Она без памяти влюбилась в княжну, которая была в ее глазах воплощением ушедшей эпохи романтизма. «Один человек, с которым я познакомилась у Этьена де Бомона, заколол другого, потому что тот ухаживал за Натали»[208], – рассказала она годы спустя. Настоящая героиня Достоевского – из-за нее разбивались сердца (Лифарь, Моран, Кокто…), завязывались кровавые схватки, совершались попытки самоубийства (Ольга Спесивцева)… Впервые в жизни Висконти имели дело с существом таким же желанным, как они сами, и противник был, несомненно, достойный. Все трое хотели завоевать неприступную Натали.

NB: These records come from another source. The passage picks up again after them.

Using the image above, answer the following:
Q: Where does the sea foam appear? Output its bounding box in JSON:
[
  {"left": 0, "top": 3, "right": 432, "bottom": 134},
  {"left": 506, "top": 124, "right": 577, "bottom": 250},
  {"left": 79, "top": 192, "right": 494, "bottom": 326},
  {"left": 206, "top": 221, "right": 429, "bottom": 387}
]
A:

В своей неподражаемой манере Мари-Лор де Ноай, которая сопровождала княжну, описывала по просьбе Жана Кокто атмосферу, царящую у Висконти в Черноббио, на берегу озера Комо. Так она говорила о Мадине: «Мадонна Боттичелли глазами, Д’Аннунцио – Бебе (Берар) умер бы от восторга. Она страстно увлечена Стендалем». О Гвидо: «Люцифер, который носится по озеру на моторной лодке, чтобы поразить Натали». Еще одного юношу из их компании она называла «Дорианом Греем в девятнадцать лет». Она пишет, что там «царит экзальтация, которую источают люди, камни и растения…»[209]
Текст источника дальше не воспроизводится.